Rettung gescheitert

M99 Anwalt besteht auf Räumung des Ladens mit Revo­lu­ti­ons­bedarf
Der Runde Tisch zum Erhalt des Gemischt­wa­ren­ladens mit Revo­lu­ti­ons­bedarf M99 ist gescheitert. Der Eigen­tümer der Man­teuf­fel­straße 99 war nicht erschienen, sein Anwalt beharrte auf der Räumung. „Dass er damit die Lebens­grundlage des roll­stuhl­ab­hän­gigen Laden­be­treibers Hans Georg Lin­denau zer­stört und ihn auch obdachlos macht, scheint ihn nicht zu inter­es­sieren“, kri­ti­siert Sarah
Schuster vom Bündnis „Zwangs­räumung ver­hindern“. Es unter­stützt Lin­denau gegen die dro­hende Zwangs­räumung. Der Runde Tisch sollte eine weitere Eska­lation ver­hindern. Beim ersten Treffen am 16. Februar war der Eigen­tümer noch anwesend (taz berichtete).
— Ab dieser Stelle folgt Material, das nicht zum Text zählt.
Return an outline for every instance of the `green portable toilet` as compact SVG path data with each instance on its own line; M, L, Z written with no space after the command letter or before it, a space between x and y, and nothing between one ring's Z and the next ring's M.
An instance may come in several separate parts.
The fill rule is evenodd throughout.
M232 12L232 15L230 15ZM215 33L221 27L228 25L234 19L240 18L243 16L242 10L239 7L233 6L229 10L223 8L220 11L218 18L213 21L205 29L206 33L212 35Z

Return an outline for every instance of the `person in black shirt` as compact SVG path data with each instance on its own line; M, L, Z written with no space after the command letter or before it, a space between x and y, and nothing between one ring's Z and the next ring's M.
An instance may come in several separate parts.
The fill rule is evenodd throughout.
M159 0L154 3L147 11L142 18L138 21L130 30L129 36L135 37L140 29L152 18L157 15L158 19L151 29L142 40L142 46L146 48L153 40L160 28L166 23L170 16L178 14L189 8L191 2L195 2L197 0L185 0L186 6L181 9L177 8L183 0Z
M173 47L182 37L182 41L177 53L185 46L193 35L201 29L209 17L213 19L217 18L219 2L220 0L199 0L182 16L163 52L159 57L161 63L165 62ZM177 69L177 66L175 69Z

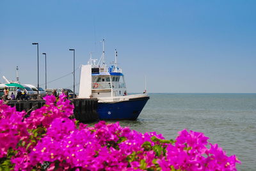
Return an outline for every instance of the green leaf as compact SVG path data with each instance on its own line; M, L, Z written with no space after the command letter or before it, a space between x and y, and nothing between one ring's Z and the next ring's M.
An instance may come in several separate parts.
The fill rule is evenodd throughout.
M163 147L159 145L155 145L153 146L153 150L157 156L160 156L162 154Z
M28 149L30 147L30 145L32 145L32 142L29 142L28 144L28 145L27 145L27 147L26 147L26 150L28 150Z
M122 142L126 141L127 140L127 138L126 138L126 137L121 137L119 138L119 140L117 141L118 144L120 144Z
M159 142L160 139L158 139L156 136L153 136L151 137L151 140L154 142Z
M134 161L136 156L136 153L135 151L133 151L132 154L131 154L130 155L128 155L127 156L126 160L129 162L132 162L132 161Z
M147 168L146 161L143 159L140 161L140 168L145 170Z
M152 145L151 142L145 141L142 145L141 147L144 148L145 151L150 151L152 150Z

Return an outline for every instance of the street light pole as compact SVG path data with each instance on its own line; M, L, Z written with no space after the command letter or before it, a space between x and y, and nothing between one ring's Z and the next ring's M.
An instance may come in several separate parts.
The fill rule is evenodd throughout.
M73 88L73 98L75 98L75 49L74 48L70 48L69 50L73 51L73 84L74 84L74 88Z
M32 45L37 45L37 98L39 96L39 51L38 51L38 43L32 43Z
M46 89L47 88L47 77L46 77L46 53L43 53L42 54L45 56L45 91L46 91Z

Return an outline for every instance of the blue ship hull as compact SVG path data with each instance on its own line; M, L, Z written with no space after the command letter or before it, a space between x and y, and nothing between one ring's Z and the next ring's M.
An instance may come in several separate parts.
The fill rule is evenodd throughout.
M97 112L100 120L136 120L148 99L147 96L116 103L99 103Z

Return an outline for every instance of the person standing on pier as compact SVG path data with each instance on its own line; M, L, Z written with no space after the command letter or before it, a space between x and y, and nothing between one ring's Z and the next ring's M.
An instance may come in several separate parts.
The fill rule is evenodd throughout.
M6 101L8 100L8 96L9 94L9 89L8 89L7 87L4 87L4 100Z
M21 91L20 91L20 87L17 87L17 88L16 92L17 92L16 100L20 100L20 99L21 94L22 94Z
M11 99L12 99L12 100L15 100L15 95L14 95L13 93L12 93L12 94L11 94Z

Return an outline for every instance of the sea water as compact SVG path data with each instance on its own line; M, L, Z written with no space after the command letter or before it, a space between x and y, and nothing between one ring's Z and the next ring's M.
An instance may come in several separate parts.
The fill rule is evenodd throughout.
M140 132L174 139L184 129L203 132L228 156L242 162L238 170L256 170L256 94L149 94L137 121L119 121Z

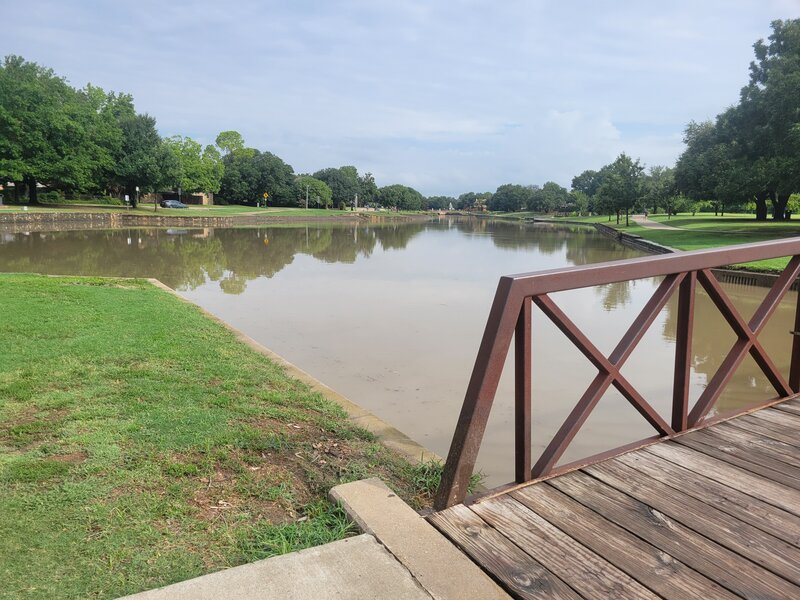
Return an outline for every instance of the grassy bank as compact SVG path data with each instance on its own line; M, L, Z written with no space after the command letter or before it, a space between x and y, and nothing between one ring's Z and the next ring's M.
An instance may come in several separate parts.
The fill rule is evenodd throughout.
M341 538L325 500L435 485L147 282L0 275L0 596L113 598Z
M535 215L533 213L498 213L497 216L501 218L530 219ZM539 215L539 217L541 216ZM586 223L587 225L602 223L619 231L638 235L646 240L677 250L702 250L704 248L750 244L800 235L800 220L788 222L756 221L753 215L746 214L734 213L724 217L709 213L698 213L697 215L679 214L671 218L667 218L666 215L650 215L648 219L668 225L671 229L643 227L634 222L633 219L629 220L629 225L626 227L624 216L620 219L619 225L616 222L616 218L612 218L609 221L607 216L548 217L548 220L553 222L569 221ZM782 270L788 260L788 258L776 258L736 266L755 271L776 272Z

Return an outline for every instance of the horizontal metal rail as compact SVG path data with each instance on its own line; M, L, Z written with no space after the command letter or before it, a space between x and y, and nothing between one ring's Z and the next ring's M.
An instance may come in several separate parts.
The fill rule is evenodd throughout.
M776 278L749 321L742 318L711 272L711 269L731 264L787 256L791 257L789 264ZM701 423L748 354L767 376L778 398L800 392L800 336L793 335L788 379L758 341L759 333L799 274L800 239L789 239L501 277L450 445L435 508L444 509L463 502L466 497L467 485L475 468L512 338L515 339L514 471L517 483L524 483L552 471L600 398L612 386L650 423L659 436L674 435ZM553 292L651 277L664 279L608 357L549 296ZM690 409L689 376L698 284L733 329L737 339ZM622 375L620 369L675 293L678 294L678 324L672 414L668 422ZM532 305L538 307L597 368L596 377L535 464L532 464L531 457ZM800 331L800 301L796 309L794 331Z

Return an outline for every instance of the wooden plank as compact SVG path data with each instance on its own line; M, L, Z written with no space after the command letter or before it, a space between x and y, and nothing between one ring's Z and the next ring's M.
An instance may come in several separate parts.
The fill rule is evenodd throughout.
M800 415L800 406L793 402L782 402L781 404L776 404L773 408L792 413L793 415Z
M617 460L778 539L795 545L800 540L800 517L744 492L645 452L633 452L620 456Z
M432 514L429 521L518 598L580 598L463 504Z
M724 461L684 448L675 442L655 444L644 448L642 452L655 454L708 479L724 483L773 506L800 515L800 491L798 490L787 488Z
M720 423L714 427L702 429L692 433L704 443L721 445L733 445L744 450L753 448L762 453L769 454L775 460L779 460L787 465L800 467L800 450L784 442L774 440L769 437L757 435L739 429L728 427L725 423Z
M784 444L789 444L795 448L800 448L800 440L798 440L798 435L796 432L787 433L782 429L779 431L779 428L775 427L771 423L764 423L763 421L759 420L748 421L746 419L747 417L737 417L735 419L731 419L730 421L726 421L725 425L736 427L748 433L757 433L758 435L763 435L765 437L772 438L773 440L781 441Z
M471 508L584 597L658 598L607 560L509 496L474 504Z
M511 496L667 600L738 598L553 487L531 485Z
M621 462L588 467L587 473L667 517L701 533L773 573L800 584L800 548L717 510Z
M795 415L790 412L786 412L784 410L772 410L772 409L759 410L751 414L756 419L769 421L770 423L775 423L777 425L787 427L792 431L800 433L800 415Z
M706 456L724 460L770 481L800 490L800 469L775 460L755 448L738 448L731 444L706 444L693 435L682 436L675 441Z
M746 598L800 597L800 588L785 579L586 473L576 471L550 479L545 485L561 490L735 594Z

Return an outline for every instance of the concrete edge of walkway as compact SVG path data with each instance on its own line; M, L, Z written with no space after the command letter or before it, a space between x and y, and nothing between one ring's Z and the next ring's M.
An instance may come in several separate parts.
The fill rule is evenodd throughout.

Nachdem das zweite Treffen keine Einigung gebracht hat und auch kein wei­terer Termin mehr ver­einbart wurde, sieht das Zwangs­räu­mungs­bündnis nun akute Räu­mungs­gefahr. Lin­denau hofft aller­dings noch, sich mit dem Eigen­tümer zu einigen. „Die Ver­hand­lungen finden jetzt außerhalb des Runden Tisches statt“, sagte er der taz. Er wolle eine Blei­be­per­spektive bis min­destens Mitte
2017 ver­ein­baren. Damit würde er Zeit gewinnen, eine Alter­native für seine Laden­wohnung zu suchen. Der Eigen­tümer und sein Anwalt waren für die taz für eine Stel­lung­nahme nicht zu erreichen.